Denis Koroskin wrote:
On Fri, 17 Apr 2009 18:24:04 +0400, Steven Schveighoffer <schvei...@yahoo.com> 
wrote:

On Fri, 17 Apr 2009 09:44:09 -0400, Leandro Lucarella <llu...@gmail.com> wrote:

I don't fully understand the example though. In writefln((v.qq = 5).i),
how is that B.i is assigned to 5 if the opDotExp("qq", 5) don't propagate
the 5 to the new B()?
I think it translates to

opDotExp("qq") = 5

Without knowing the signature of qq, how is the compiler supposed to infer that it is a property? In fact, I think this might be a limitation of this syntax, you can't define dynamic properties.

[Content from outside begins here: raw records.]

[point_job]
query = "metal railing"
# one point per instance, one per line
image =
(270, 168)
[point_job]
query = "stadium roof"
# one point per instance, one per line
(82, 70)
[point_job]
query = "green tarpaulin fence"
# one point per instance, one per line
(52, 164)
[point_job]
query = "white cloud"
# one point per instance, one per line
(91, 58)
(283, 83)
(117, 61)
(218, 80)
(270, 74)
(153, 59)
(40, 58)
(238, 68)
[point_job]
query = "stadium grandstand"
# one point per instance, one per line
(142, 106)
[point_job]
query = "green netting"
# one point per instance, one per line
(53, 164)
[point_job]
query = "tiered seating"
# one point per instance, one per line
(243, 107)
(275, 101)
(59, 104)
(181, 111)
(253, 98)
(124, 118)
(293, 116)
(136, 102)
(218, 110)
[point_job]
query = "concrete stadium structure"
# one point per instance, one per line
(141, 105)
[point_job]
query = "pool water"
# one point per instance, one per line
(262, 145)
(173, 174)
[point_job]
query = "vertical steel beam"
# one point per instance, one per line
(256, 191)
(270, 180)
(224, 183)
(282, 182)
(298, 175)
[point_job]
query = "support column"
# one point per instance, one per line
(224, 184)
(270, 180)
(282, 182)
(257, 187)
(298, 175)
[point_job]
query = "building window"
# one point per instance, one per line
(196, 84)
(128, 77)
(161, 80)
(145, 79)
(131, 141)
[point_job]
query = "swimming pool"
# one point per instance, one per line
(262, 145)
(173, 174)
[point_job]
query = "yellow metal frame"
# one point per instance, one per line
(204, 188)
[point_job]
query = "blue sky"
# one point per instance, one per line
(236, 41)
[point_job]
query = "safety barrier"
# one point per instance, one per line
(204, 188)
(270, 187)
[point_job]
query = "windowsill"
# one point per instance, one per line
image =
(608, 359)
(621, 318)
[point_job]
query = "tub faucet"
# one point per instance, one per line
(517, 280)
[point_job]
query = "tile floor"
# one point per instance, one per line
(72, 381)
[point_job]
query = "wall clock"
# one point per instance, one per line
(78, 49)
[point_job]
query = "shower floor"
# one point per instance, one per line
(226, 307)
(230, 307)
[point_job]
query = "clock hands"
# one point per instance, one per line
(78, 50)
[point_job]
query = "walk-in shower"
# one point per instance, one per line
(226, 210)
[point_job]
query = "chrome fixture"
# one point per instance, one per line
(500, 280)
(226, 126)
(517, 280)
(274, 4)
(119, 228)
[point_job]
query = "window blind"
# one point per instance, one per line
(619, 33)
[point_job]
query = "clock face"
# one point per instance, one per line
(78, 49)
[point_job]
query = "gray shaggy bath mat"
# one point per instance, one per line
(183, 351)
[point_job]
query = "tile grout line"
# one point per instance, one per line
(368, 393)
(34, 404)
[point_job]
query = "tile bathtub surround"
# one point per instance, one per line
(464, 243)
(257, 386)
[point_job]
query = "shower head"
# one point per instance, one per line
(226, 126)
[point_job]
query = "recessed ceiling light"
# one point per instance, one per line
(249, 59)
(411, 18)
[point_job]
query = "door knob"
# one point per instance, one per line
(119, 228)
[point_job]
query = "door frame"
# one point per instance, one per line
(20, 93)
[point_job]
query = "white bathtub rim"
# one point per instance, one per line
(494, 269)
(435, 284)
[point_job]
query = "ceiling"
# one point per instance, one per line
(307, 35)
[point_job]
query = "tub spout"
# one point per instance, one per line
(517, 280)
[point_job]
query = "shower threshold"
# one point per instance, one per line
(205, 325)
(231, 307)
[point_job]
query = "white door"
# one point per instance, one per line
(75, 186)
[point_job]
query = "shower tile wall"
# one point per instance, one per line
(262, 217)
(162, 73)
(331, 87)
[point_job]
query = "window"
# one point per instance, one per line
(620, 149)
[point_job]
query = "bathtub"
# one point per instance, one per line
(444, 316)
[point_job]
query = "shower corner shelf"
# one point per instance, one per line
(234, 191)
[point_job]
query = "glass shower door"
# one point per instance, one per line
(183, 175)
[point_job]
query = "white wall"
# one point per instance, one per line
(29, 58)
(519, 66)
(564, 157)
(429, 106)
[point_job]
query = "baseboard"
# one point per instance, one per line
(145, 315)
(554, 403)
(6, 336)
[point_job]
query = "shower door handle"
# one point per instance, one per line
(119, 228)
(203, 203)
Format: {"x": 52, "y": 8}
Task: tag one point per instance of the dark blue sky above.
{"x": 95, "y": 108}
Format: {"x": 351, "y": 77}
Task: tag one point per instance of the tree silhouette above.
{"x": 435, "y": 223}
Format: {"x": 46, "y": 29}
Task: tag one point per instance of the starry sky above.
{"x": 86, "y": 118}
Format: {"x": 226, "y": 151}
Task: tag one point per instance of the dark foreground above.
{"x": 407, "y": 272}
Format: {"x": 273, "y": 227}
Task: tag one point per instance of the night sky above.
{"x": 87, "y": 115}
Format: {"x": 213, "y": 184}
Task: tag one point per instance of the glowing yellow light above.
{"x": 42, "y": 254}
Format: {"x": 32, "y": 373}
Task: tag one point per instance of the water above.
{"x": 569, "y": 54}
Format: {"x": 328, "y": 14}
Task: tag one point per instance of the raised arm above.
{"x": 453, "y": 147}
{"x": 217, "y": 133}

I for one, can't really see a huge benefit, but then again, I don't normally work with dynamic-type langauges. It looks to me like a huge hole that the compiler will ignore bugs that would have been caught if the methods were strongly typed:

class c
{
   void opDotExp(char[] methodname,...)
   {
      if(methodname == "mymethod")
         callMyMethod();
      else
         throw new Exception("bad method name: " ~ methodname);
   }
}

void foo(c myc, bool rarelySetToTrue)
{
   if(rarelySetToTrue)
     myc.mymethud(); // compiles, will throw runtime exception
}

Also, how do you overload the return value? Using this proposal, you can't have different dynamic methods that return different types.

-Steve

Here is how it could be done:

class C
{
    auto opDot(string methodName, T... args)(T args) // opDotExp renamed to 
opDot
    {
        static if (methodName == "length") {
            return _length; // return type is size_t
        } else static if (methodName == "resize") {
            _resize(args); // return type is void
        }
    }
}

This is a great use-case for compile-time "static switch". Can we haz one, 
please?

I think the more urgent need is for static loops. At least we have a simple workaround for static switch.